Next call: is there any patronage on the wine kiosk contract, anything that might benefit anyone related to someone at the PLCB, or the Governor's Office? (Does this guy know something?) Conti ducks it by saying it followed the same track as the courtesy contract, a track that he already questioned the effectiveness of, but said it was legal. Okay...so you heard it here: Conti is implying that there is no questionable connection between the PLCB or the Governor's office and Simple Brands LP, James Lesser president, of Bala Cynwyd, the only bidder on the contract, according to news stories on this project.
Now read this. Pittsburgh's ABC affiliate, WTAE, breaks the story: there is a Rendell-Simple Brands connection. "Two of the main investors with Simple Brands have given Rendell nearly a half-million dollars in campaign contributions." And Joe "CEO" Conti is right in there pitching it.
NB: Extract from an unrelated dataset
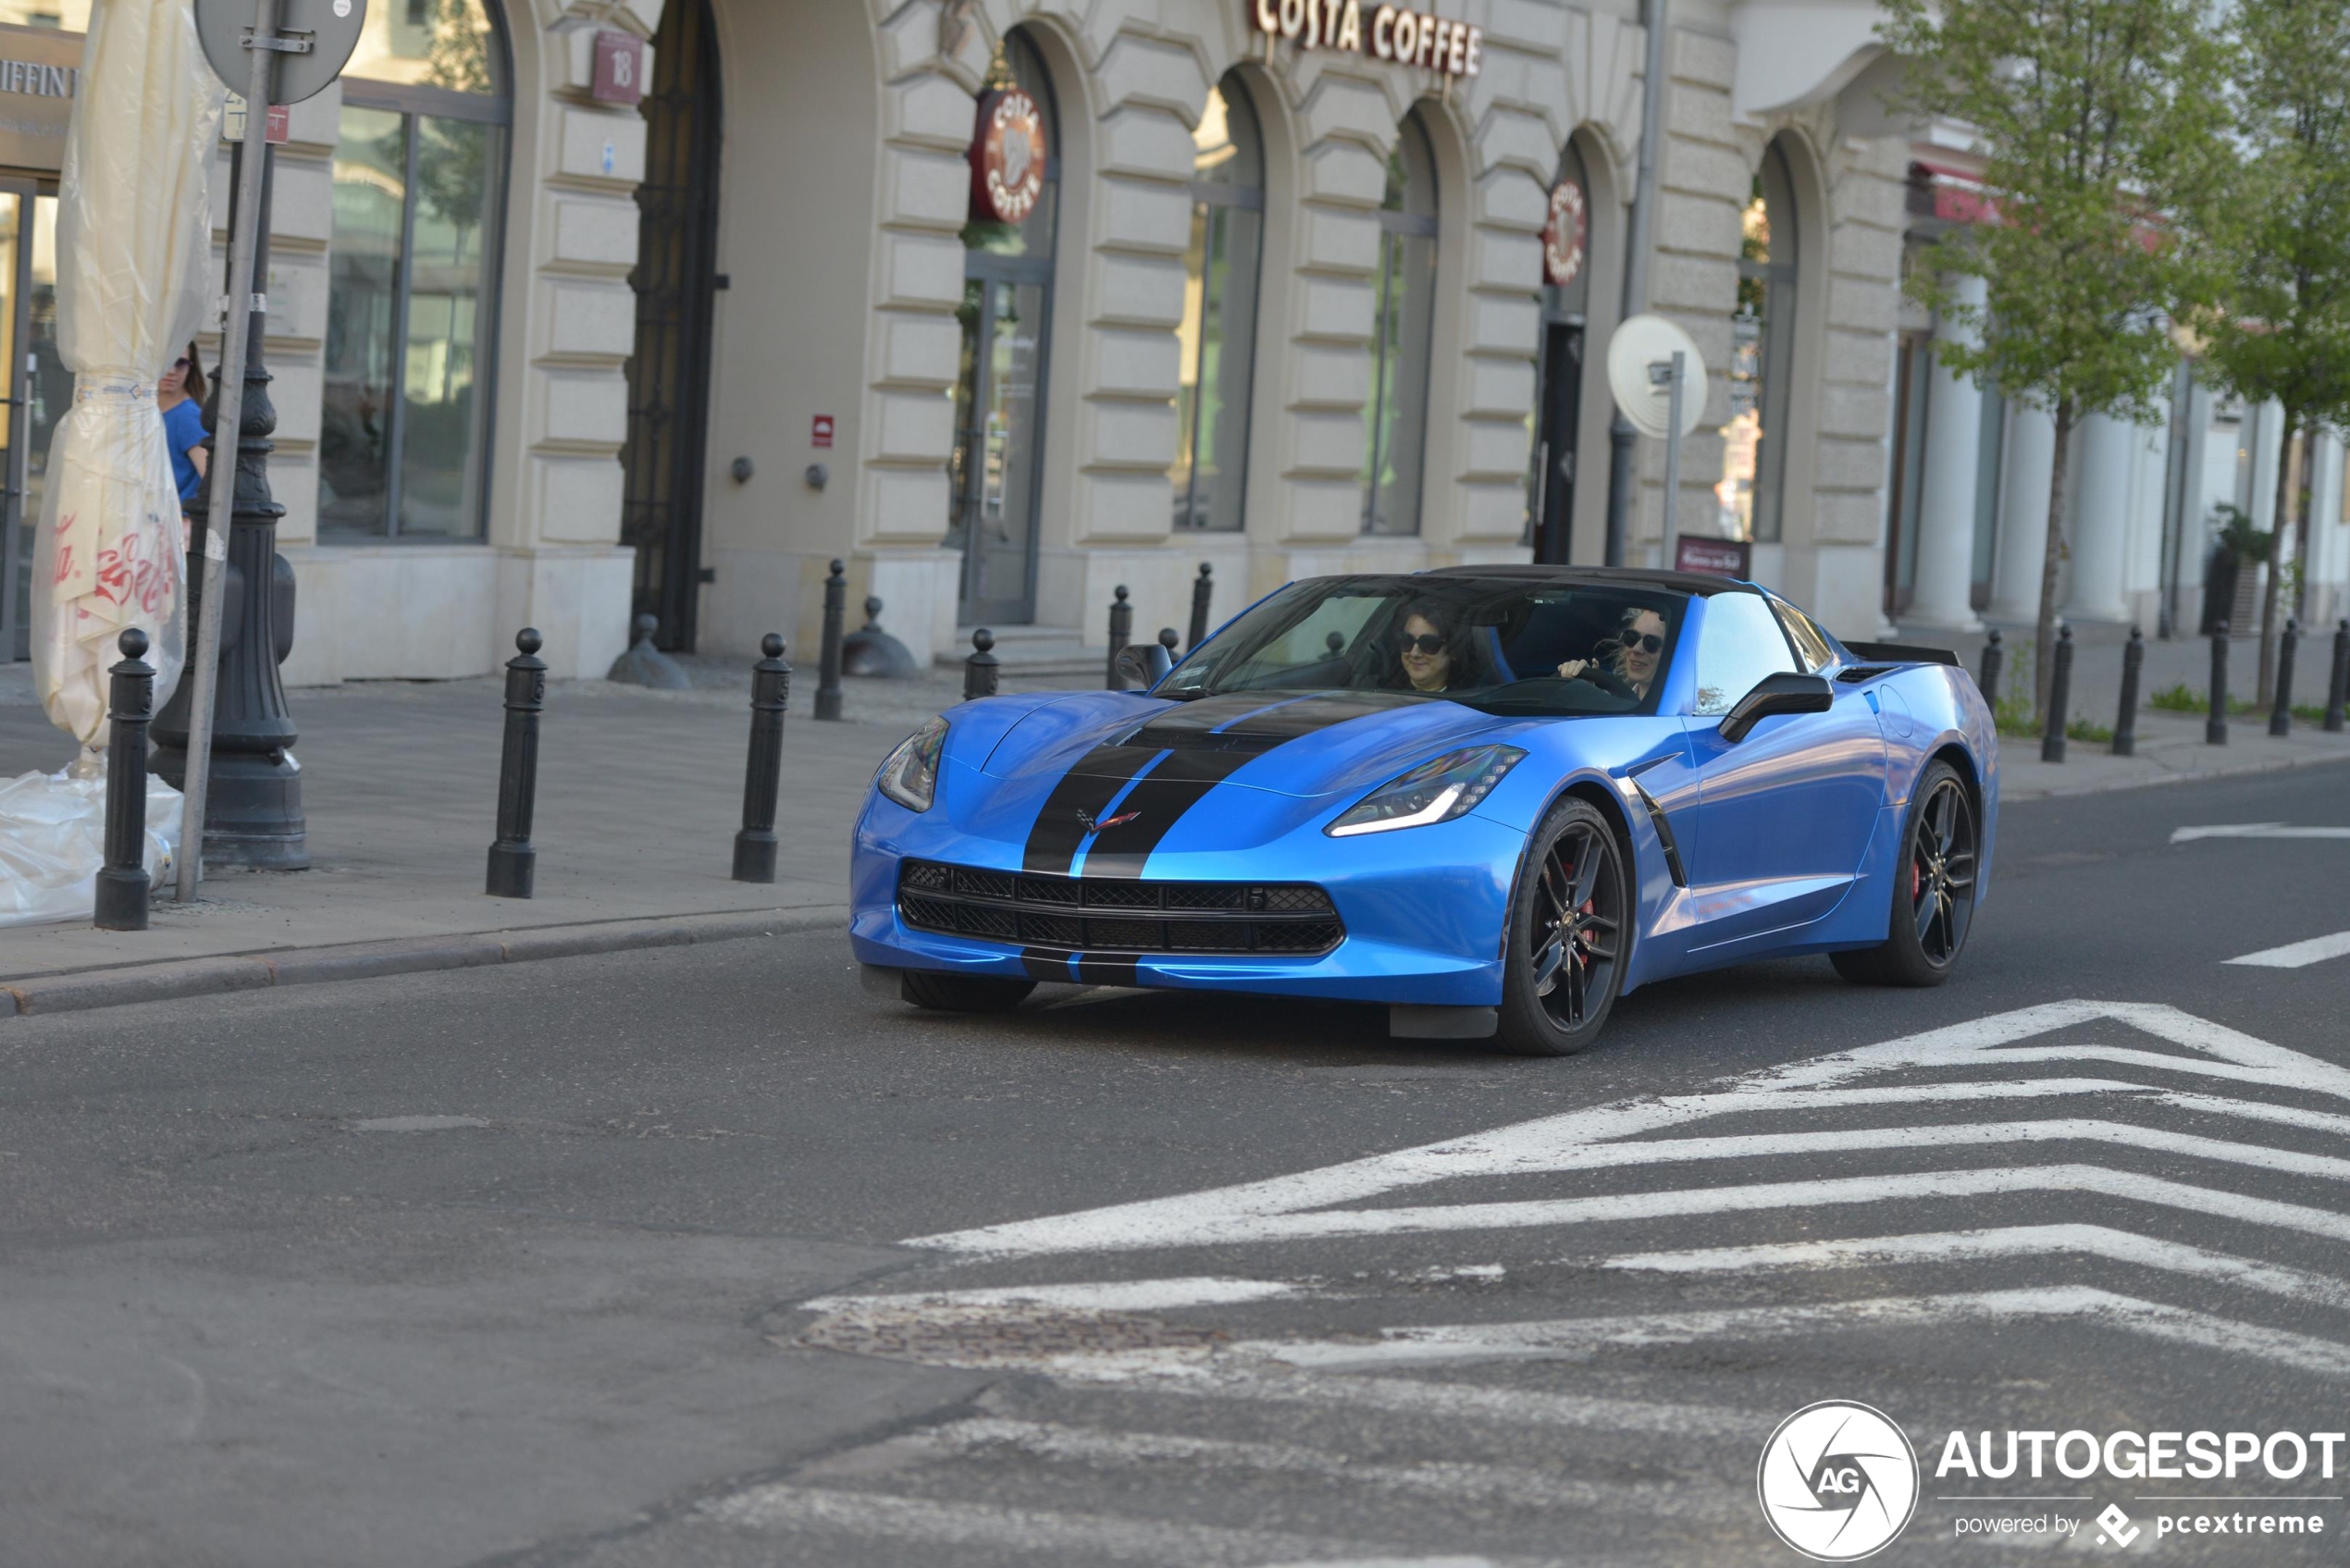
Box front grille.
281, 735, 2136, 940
897, 859, 1343, 957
[WTAE reporter Paul] Van Osdol: "Any concerns about the perception that might be created from something like this?"
Conti: "As I said, of course, we're concerned about the perception. We understand the nature of your question and we understand why you're here today, but we think we -- in an abundance of caution -- went through a very fair and open bidding process."
Van Osdol: "Was it really fair if there was only one company that responded, and that company was the one that made the original proposal?"
Conti: "It was a very fair and open bidding process."
Sound familiar? Sound just like the "courtesy contract" the PLCB awarded to the company owned by the husband of a PLCB regional manager?
What does it take? How long are we going to continue to put up with this crap? We're told one of the reasons that privatization is a bad idea is because private businesses often defraud the government. Hello? Obviously that argument's a wash.
The kiosk idea is a dopey one -- stick your whole arm into a machine to buy a $15 bottle of wine? -- and the kiosk contract stinks like roadkill in August. It's time --past time to write your legislator and demand that privatization of liquor and wine sales in Pennsylvania be put on the legislative calendar immediately -- or at least, as soon as they've managed to pass a damned budget. The system is antiquated, the system is stupid, the system is corrupt...but worst of all, the system does not serve the citizens of the Commonwealth. The PLCB Should Be Abolished.
"Unless and until there is a general hue and cry, it is very unlikely there will be a privatization initiative that succeeds." -- John E. Jones III, former PLCB chairman.